2016 Rhode Island Democratic presidential primary
| Candidate | Bernie Sanders | Hillary Clinton |
| Home state | Vermont | New York |
| Delegate count | 13 | 11 |
| Popular vote | 66,993 | 52,749 |
| Percentage | 54.71% | 43.08% |
- Sanders: 50-60% 60-70% Clinton: 40-50% 50-60%

= 2016 Rhode Island Democratic presidential primary =

The 2016 Rhode Island Democratic presidential primary were held on April 26 in the U.S. state of Rhode Island as one of the Democratic Party's primaries ahead of the 2016 presidential election.

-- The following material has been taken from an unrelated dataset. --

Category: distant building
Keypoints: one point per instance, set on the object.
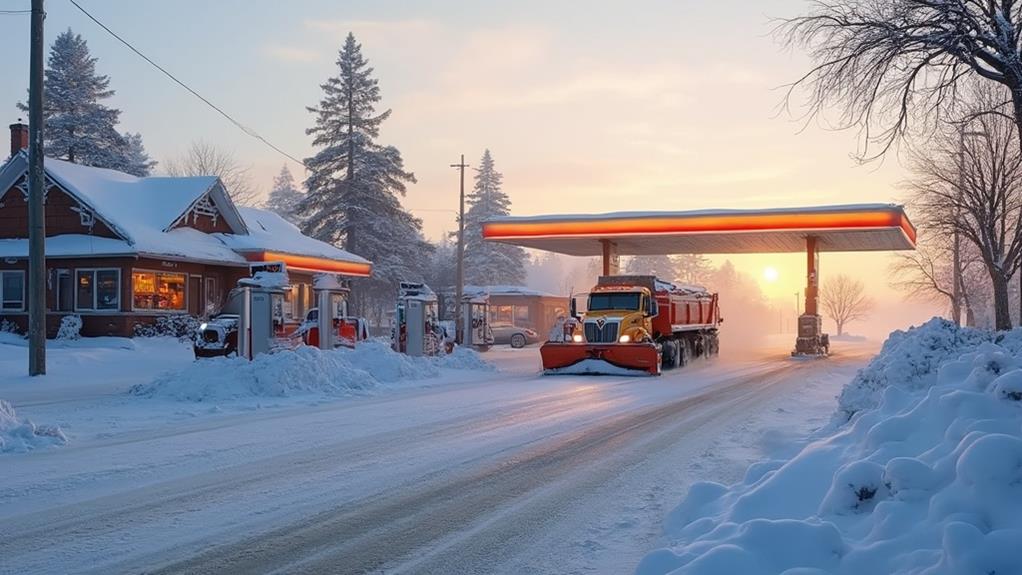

The Democratic Party's primaries in Connecticut, Delaware, Maryland and Pennsylvania were held the same day, as were Republican primaries in the same five states, including their own Rhode Island primary.

==Opinion polling==

| Poll source | Date | 1st | 2nd | Other |
|---|---|---|---|---|
| Certified Primary results | April 26, 2016 | Bernie Sanders 54.7% | Hillary Clinton 43.1% | Others / Uncommitted 2.2% |
| Public Policy Polling Margin of error: ± 3.8% Sample size: 668 | April 22–24, 2016 | Bernie Sanders 49% | Hillary Clinton 45% | Others / Undecided 6% |
| Brown University Margin of error: ± 4.0% Sample size: 436 | April 19–21, 2016 | Hillary Clinton 43% | Bernie Sanders 34% | Others / Undecided 23% |
| Brown University Margin of error: ± ?% Sample size: 394 | February 22–23, 2016 | Hillary Clinton 49% | Bernie Sanders 40% | Others / Undecided 11% |
| Brown University Margin of error: ± ?% Sample size: 396 | February 17–20, 2016 | Bernie Sanders 48% | Hillary Clinton 41% | Others / Undecided 11% |

==Results==

Rhode Island Democratic primary, April 26, 2016
| Candidate | Popular vote |  | Estimated delegates |  |  |
| Count | Percentage | Pledged | Unpledged | Total |
| Bernie Sanders | 66,993 | 54.71% | 13 | 0 | 13 |
| Hillary Clinton | 52,749 | 43.08% | 11 | 9 | 20 |
| Mark Stewart | 236 | 0.19% | 0 | 0 | 0 |
| Rocky De La Fuente | 145 | 0.12% | 0 | 0 | 0 |
| Write-in | 673 | 0.55% | 0 | 0 | 0 |
| Uncommitted | 1,662 | 1.36% | 0 | 0 | 0 |
| Total | 122,458 | 100% | 24 | 9 | 33 |
Source:

===Results by county===

| County | Clinton | Votes | Sanders | Votes |
|---|---|---|---|---|
| Bristol | 47.3% | 3,210 | 51.6% | 3,507 |
| Kent | 40.0% | 7,162 | 58.1% | 10,404 |
| Newport | 42.5% | 4,433 | 56.4% | 5,891 |
| Providence | 44.6% | 29,158 | 53.6% | 35,019 |
| Washington | 37.9% | 6,136 | 60.8% | 9,858 |
| Total | 43.1% | 52,749 | 54.7% | 66,993 |

==Analysis==
With its socially liberal coalition of mostly white Irish Catholic/Portuguese Catholic/Italian Catholic voters, Rhode Island was seen as Bernie Sanders's best chance at victory in the so-called "Acela Primaries" on April 26. He pulled out an 11-point win in Rhode Island on election day. He carried all municipalities but four, winning in the major cities of Providence and Warwick.

Sanders's Rhode Island win limited Clinton's success in New England to slimmer victories in Massachusetts and Connecticut.